THE CHESSY CULTURAL CENTRE
The architectural strength of the Tournelles farm resides in the massiveness and simplicity of the volumes surrounding a central protected space where activity is concentrated, a traditionally inward-looking and totally closed position, providing protection from the vagaries of the vast world outside. Two new constructions have been added here in place of the deconstructed wings to house, to the southeast of the courtyard, the music studios, and to the northwest, the multipurpose hall, and its backstage areas (offices, dressing rooms, wings, etc.). These two extensions were treated like enclosure walls with the aim of restoring the initial ambiance of the farm and its general morphology organized round the main central courtyard.
Thus, the tiles and rubblestone were deconstructed, cleaned, sorted, and stored in piles according to their diverse natures and grain textures for subsequent reuse in a new composition of limestone and terra cotta evoking geological strata and recalling the sites rootedness in the land.

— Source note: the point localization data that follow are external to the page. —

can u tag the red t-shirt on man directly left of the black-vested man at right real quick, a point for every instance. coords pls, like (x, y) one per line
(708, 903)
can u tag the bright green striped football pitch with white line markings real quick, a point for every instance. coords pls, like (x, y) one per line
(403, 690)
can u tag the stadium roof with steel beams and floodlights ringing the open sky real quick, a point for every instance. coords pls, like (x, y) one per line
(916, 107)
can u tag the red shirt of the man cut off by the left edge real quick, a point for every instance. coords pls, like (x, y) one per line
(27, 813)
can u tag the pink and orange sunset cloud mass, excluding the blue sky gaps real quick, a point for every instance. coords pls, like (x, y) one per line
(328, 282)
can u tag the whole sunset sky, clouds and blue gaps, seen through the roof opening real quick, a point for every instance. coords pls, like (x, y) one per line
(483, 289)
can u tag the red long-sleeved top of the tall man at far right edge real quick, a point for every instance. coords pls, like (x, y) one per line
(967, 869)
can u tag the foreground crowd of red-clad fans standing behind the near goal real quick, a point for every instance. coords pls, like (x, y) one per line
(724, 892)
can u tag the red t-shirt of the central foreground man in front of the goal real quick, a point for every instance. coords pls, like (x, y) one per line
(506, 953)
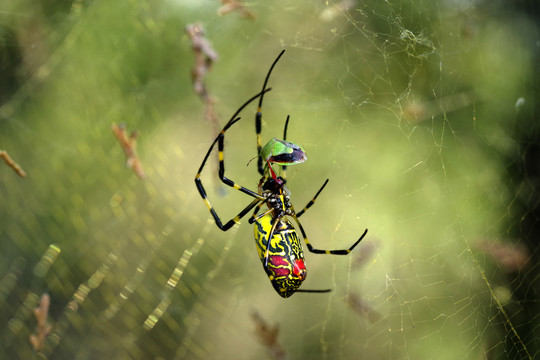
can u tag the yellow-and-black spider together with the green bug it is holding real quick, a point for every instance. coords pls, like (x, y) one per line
(282, 257)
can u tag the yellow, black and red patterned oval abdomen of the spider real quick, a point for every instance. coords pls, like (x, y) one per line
(285, 266)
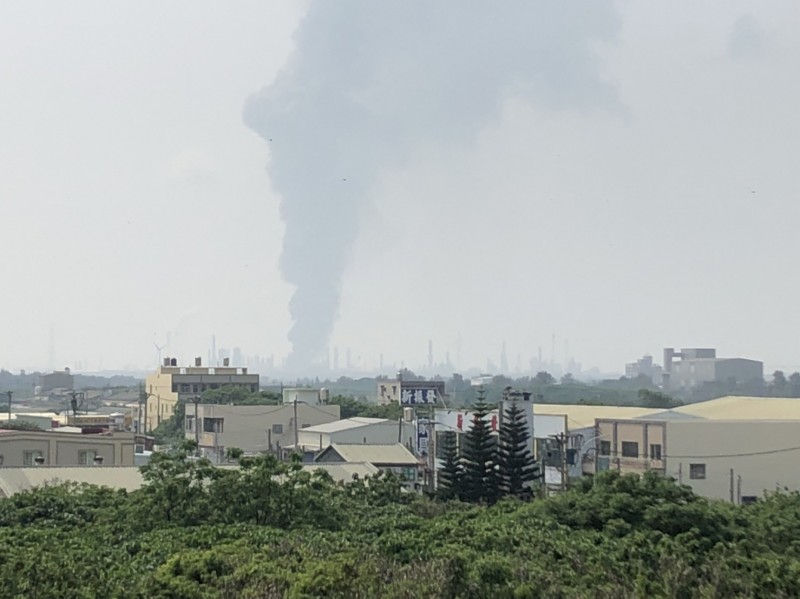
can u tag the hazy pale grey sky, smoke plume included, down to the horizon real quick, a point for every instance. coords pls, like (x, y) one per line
(626, 182)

The interior spaces are treated with materials used in their raw state, avoiding effects of style and mannerisms, the aim being to enhance the project’s materiality and to link the facility even further to the history and memory of the place.
The music school’s performance hall and the main theatre space are each slipped into two restored granaries so as to take full advantage of these two atypical volumes so characteristic of the site. These two halls are equipped with all the required stage equipment (fly system, video projection, shell, stage lighting, etc.) offering a rich range of possibilities (musicals, theatre, dance, video, etc.).